# An Introduction to Descriptive Statistics!

In [4]:
# Some Handy Dandy Import Statements to Start Off Our Handy Dandy Little Tutorial
from scipy import stats
import math
import numpy as np
import pandas as pd
import seaborn as sns
import matplotlib.pyplot as plt

---

At this point in our course, we've had plenty of time, experience, and practice in manipulating our data. 

However, to really _understand_ our data and underlying patterns across it, we need to dive a layer deeper into the mathematics behind data mechanics and dynamics.

In order to be able to draw conclusions from our data, we need to be able to **describe and interpret our data**.

This will become essential for more advanced data science concepts in data visualization, machine learning, and deep learning. 

## Statistics involves collecting, interpreting, describing behaviors, and inferring trends across data.

We generally describe the realm of _statistics_ to be broken up into **two** major fields:

### 1. Descriptive Statistics

Descriptive Statistics involves describing, presenting, summarizing and organizing your data (population-based), either through numerical calculations or data visualization methods (e.g. graphs, tables). 

### 2. Inferential Statistics

Inferential Statistics allows us to infer trends and make assumptions/assertions about a population based on a study of a sample taken from it. 

Generally, the more inferential a statistical analysis becomes, the deeper and more complex we get with our mathematics. 

### At this point in the course, we'll be focusing primarily on descriptive statistics in order to describe patterns, trends, distributions, and behaviors across our data.

Let's take a dive into applying descriptive statistics to explain our data!

---

## Measures of Central Tendency

In statistics, we often find that describing data by "averages" allows us to more often make more powerful assertions regarding the data as a whole. 

We often use **three key measures of central tendency** to help describe the centroid (arithmetic mean trend across a distribution) of our data:
- **Mean**
- **Median**
- **Mode**

### The mean is the raw average value across our data. 

Calculating the mean is simple: _compute the sum of all values across our data and divide by the total number of values in our dataset_.

We've been using the mean for years and years, but such a surprisingly simple arithmetic calculation turns out to have massive implications across being able to critically understand and break down complex datasets! 

### _Write a function to compute the mean from an arbitrary dataset._

In [66]:
data = np.array([1, 3, 5, 2, 3, 7, 8, 4, 10, 0, 6, 7, 3, 0, 3, 0, 5, 7, 10, 1, 4, 9, 3])

# TODO: Complete this function by having the function return the average value of our dataset.
def compute_mean(dataset):
    """ Main function that calculates the average value across our data. """
    return

compute_mean(data)

### The median is the "middle value" or midpoint across our data.
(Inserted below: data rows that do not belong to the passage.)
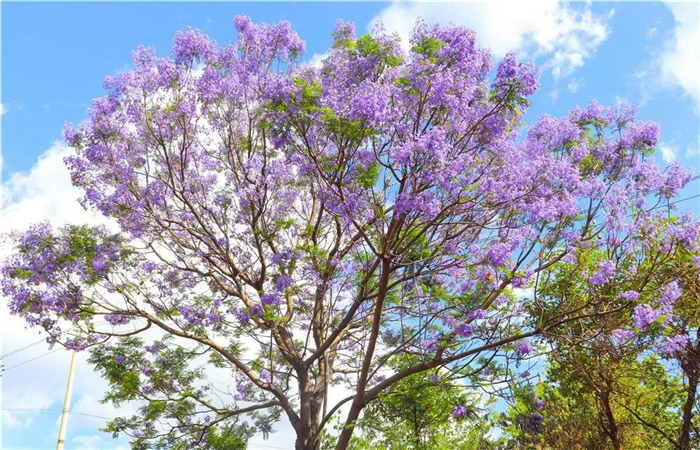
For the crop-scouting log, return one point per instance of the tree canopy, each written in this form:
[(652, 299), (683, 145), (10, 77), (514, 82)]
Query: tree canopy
[(299, 229)]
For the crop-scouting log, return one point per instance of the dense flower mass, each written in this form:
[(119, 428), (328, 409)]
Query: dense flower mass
[(383, 203)]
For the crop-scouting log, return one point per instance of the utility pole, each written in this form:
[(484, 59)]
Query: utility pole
[(66, 404)]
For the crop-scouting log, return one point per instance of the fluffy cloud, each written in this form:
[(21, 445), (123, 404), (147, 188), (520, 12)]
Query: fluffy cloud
[(675, 63), (680, 61), (44, 193), (563, 36)]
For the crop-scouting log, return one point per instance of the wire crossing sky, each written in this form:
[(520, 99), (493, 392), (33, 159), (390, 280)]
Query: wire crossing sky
[(55, 57)]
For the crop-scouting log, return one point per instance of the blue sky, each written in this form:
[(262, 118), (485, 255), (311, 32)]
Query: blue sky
[(55, 56)]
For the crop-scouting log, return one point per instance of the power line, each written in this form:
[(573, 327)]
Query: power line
[(56, 410), (30, 360), (13, 352)]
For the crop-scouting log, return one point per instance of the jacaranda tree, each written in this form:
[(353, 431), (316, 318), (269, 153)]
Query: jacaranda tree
[(297, 228)]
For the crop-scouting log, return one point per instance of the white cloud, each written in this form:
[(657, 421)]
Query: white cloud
[(86, 442), (675, 63), (45, 192), (562, 35), (680, 61), (575, 85)]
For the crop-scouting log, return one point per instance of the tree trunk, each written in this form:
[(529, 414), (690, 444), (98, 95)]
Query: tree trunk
[(692, 370), (613, 430), (304, 441)]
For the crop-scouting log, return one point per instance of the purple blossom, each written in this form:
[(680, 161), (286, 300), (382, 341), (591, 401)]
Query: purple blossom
[(644, 315), (523, 347), (606, 272), (674, 344), (630, 295), (621, 336), (270, 299), (459, 412)]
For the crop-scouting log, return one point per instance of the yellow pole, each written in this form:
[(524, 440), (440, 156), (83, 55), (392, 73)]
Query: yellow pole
[(66, 404)]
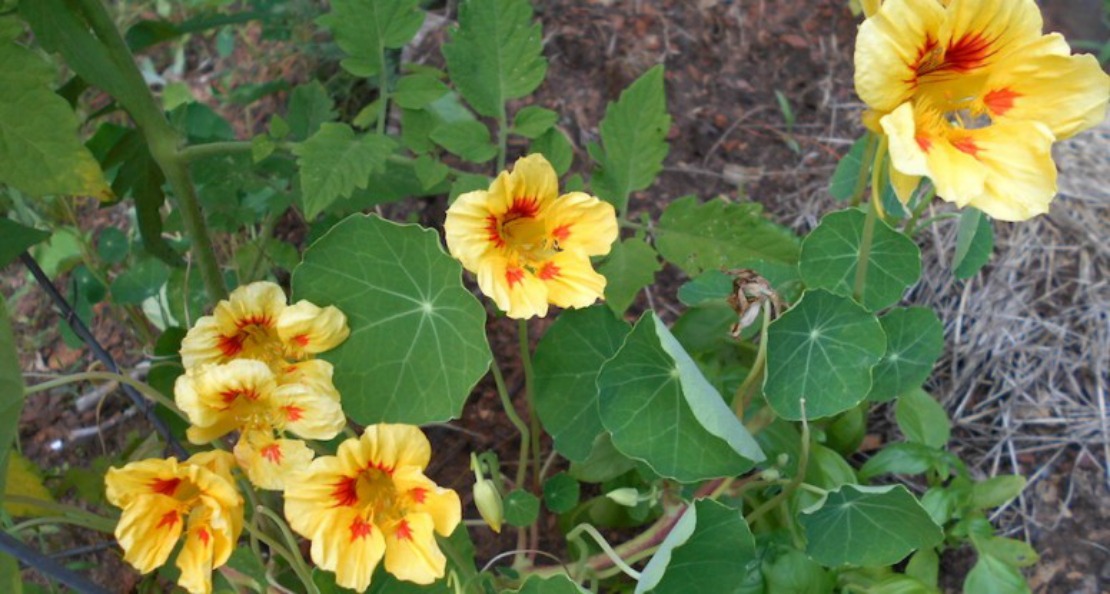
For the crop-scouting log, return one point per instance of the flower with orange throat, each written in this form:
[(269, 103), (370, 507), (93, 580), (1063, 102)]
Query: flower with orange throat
[(164, 499), (255, 323), (370, 502), (971, 94), (245, 394), (528, 245)]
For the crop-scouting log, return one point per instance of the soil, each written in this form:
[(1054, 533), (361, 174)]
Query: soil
[(725, 61)]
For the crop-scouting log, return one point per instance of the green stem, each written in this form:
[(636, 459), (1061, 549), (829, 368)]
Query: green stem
[(163, 142), (107, 375), (873, 213), (530, 398), (72, 514), (506, 403), (744, 393), (300, 567), (798, 476)]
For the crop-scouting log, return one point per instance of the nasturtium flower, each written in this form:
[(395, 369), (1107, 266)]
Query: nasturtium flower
[(528, 245), (163, 500), (246, 395), (372, 501), (971, 94), (254, 322)]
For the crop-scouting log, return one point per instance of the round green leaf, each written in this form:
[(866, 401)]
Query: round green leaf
[(830, 255), (661, 410), (566, 363), (915, 340), (561, 493), (868, 526), (521, 507), (417, 341), (823, 350)]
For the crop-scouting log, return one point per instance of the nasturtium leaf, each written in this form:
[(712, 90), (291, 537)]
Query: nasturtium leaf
[(634, 140), (415, 91), (533, 121), (975, 239), (561, 493), (555, 584), (16, 239), (830, 255), (848, 170), (710, 550), (991, 575), (915, 341), (921, 419), (868, 526), (521, 507), (821, 350), (310, 107), (709, 285), (468, 139), (364, 29), (334, 162), (717, 234), (495, 53), (139, 282), (566, 363), (11, 391), (628, 269), (40, 152), (554, 146), (417, 341), (662, 411)]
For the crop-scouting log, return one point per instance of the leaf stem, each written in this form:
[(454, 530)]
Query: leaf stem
[(873, 213)]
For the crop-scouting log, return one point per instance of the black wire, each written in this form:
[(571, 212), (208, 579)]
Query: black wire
[(78, 326), (48, 566)]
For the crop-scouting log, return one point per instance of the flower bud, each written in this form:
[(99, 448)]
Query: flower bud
[(487, 501), (626, 496)]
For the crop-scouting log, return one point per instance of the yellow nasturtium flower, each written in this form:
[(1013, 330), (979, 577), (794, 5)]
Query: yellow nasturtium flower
[(971, 94), (245, 394), (372, 501), (255, 323), (527, 244), (164, 499)]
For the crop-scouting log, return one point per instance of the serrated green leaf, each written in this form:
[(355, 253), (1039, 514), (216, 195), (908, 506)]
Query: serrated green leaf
[(661, 410), (415, 91), (364, 29), (975, 240), (11, 392), (40, 153), (16, 239), (830, 255), (467, 139), (495, 53), (566, 362), (561, 493), (533, 121), (710, 547), (417, 339), (921, 419), (634, 140), (915, 341), (821, 350), (629, 268), (554, 146), (717, 235), (521, 507), (334, 162), (847, 174), (990, 575), (868, 526)]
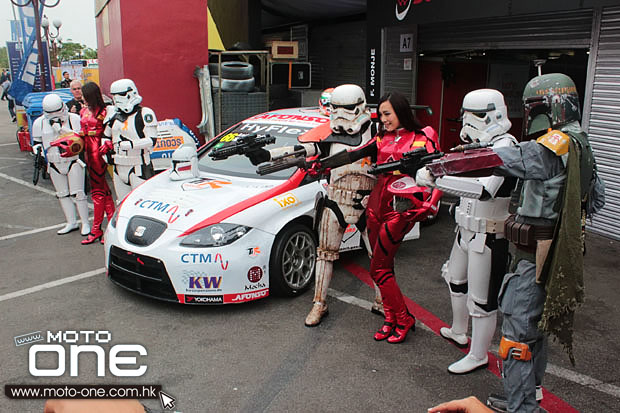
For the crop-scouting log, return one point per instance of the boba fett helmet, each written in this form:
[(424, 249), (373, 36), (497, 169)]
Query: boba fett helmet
[(549, 101)]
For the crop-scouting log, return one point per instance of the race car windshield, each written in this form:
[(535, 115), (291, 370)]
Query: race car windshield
[(239, 165)]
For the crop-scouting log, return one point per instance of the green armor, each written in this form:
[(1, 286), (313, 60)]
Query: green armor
[(550, 101)]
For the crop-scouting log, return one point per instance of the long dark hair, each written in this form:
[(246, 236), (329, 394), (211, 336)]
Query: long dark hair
[(92, 96), (403, 111)]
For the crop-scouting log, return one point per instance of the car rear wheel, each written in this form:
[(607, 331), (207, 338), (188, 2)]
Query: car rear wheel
[(293, 257)]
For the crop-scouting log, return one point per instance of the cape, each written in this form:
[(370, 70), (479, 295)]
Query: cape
[(564, 284)]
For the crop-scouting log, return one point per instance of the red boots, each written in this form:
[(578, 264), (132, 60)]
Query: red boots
[(404, 322)]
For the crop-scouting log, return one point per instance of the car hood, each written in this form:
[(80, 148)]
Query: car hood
[(183, 204)]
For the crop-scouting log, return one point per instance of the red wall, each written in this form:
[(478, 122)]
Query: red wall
[(159, 45), (110, 56)]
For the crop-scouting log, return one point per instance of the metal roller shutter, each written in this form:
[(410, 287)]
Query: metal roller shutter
[(604, 120), (532, 31)]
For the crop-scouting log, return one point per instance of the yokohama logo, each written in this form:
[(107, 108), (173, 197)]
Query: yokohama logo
[(239, 298)]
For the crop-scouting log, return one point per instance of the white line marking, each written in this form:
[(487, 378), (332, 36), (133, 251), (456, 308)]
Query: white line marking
[(557, 371), (51, 284), (36, 230), (28, 184), (32, 231)]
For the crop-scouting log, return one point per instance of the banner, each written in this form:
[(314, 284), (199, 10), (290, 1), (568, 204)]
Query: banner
[(26, 78), (14, 52)]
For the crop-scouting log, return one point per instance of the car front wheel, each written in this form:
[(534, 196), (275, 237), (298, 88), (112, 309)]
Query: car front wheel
[(293, 258)]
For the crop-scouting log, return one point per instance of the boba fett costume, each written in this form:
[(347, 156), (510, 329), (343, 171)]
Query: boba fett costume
[(559, 189)]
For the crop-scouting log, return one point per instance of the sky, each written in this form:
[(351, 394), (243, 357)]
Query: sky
[(77, 16)]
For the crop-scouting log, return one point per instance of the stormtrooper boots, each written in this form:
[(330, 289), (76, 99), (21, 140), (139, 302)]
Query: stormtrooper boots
[(68, 208), (482, 330), (460, 318)]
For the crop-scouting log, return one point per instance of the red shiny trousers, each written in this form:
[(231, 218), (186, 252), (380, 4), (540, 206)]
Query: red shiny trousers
[(100, 192)]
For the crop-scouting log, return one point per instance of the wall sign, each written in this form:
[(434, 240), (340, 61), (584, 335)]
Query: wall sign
[(406, 42)]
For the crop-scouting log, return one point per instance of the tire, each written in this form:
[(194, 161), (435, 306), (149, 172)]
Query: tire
[(214, 69), (237, 70), (230, 85), (292, 261)]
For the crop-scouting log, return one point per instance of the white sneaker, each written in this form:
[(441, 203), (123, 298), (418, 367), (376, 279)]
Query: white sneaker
[(71, 226), (460, 340), (468, 364)]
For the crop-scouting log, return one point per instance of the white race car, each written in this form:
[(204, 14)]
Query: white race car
[(226, 235)]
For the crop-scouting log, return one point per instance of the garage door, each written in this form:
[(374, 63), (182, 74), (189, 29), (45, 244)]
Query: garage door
[(571, 29), (604, 120)]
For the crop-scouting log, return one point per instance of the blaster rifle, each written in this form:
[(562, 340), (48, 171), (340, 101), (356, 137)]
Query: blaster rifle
[(470, 146), (243, 145), (39, 164), (279, 163), (409, 163)]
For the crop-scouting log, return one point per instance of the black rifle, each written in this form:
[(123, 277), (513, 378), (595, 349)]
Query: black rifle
[(39, 165), (408, 164), (279, 163), (469, 146), (243, 145), (298, 158)]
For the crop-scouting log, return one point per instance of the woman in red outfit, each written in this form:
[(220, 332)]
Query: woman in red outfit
[(390, 216), (92, 116)]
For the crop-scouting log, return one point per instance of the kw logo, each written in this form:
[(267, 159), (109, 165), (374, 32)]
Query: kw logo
[(205, 282), (287, 200)]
Determining the median is as simple as it sounds: _ascertain the data value lying in the exact middle of our dataset_.

One critical exception occurs when our data has an even number of values and thus has **two values** at its center: _in these cases, ascertain the **mean** value of the two medians to obtain the true median across our data_. 

And remember: the median can only be calculated across _sorted data_!

If data is distributed in a non-normal manner, then we can learn a great deal from interpreting what the exact median value of our dataset is. 

### _Write a function to compute the median from an arbitrary dataset._

In [67]:
data = np.array([1, 3, 5, 2, 3, 7, 8, 4, 10, 0, 6, 7, 3, 0, 3, 0, 5, 7, 10, 1, 4, 9, 3])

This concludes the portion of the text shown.